Abstract

To evaluate the effectiveness of a liver-targeted dextran prodrug (DMP) of methylprednisolone (MP) in cold preservation-warm reperfusion injury associated with liver transplantation. The effects of donor pretreatment with single 5 mg/kg doses of MP or DMP on ischemia-reperfusion damage to the liver were studied after 8 or 24 h of cold preservation in both isolated perfused rat liver (IPRL) and syngeneic orthotopic rat liver transplantation (OLT) models. In IPRL studies, donor pretreatment with DMP, and to a lesser degree MP, significantly improved the uptake of hyaluronic acid (HA), a marker of endothelial cell function, following 8 h of cold preservation.
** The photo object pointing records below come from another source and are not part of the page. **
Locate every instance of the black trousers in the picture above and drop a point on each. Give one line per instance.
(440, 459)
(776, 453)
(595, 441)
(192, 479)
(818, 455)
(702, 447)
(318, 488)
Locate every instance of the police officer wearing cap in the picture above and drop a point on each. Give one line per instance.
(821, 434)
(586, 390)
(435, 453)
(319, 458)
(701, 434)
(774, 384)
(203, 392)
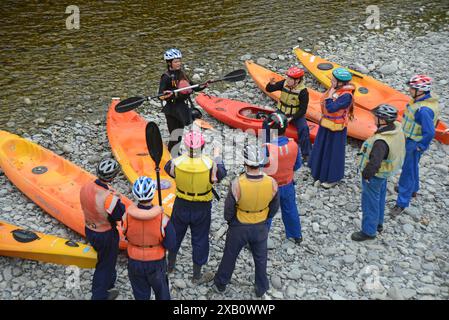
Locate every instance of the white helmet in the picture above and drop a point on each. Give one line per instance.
(171, 54)
(252, 156)
(144, 189)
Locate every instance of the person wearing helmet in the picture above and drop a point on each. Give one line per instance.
(176, 109)
(149, 233)
(419, 122)
(327, 160)
(382, 156)
(284, 159)
(102, 209)
(293, 103)
(252, 199)
(195, 174)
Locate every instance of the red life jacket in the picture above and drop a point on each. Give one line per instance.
(145, 236)
(97, 204)
(282, 162)
(337, 121)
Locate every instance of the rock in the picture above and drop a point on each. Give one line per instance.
(408, 229)
(349, 259)
(67, 148)
(245, 57)
(263, 61)
(276, 282)
(179, 283)
(294, 274)
(395, 293)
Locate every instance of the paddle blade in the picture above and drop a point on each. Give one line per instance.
(234, 76)
(154, 142)
(129, 104)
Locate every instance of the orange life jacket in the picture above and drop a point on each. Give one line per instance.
(97, 204)
(337, 121)
(145, 236)
(282, 162)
However, neither pretreatment was protective after 24 h of preservation. In the OLT model using 24-h-preserved livers, the seven-day survival of untreated grafts was 50%. DMP pretreatment of donors significantly improved graft survival to 100%, whereas MP pretreatment was ineffective. Additionally, only DMP significantly increased the blood glucose concentrations and decreased the plasma concentrations of tumor necrosis factor-alpha after OLT. Other measured markers of liver injury were not affected by either pretreatment. Selective delivery of methylprednisolone to the liver as a donor pretreatment strategy improves 24-h preserved graft survival in the OLT model.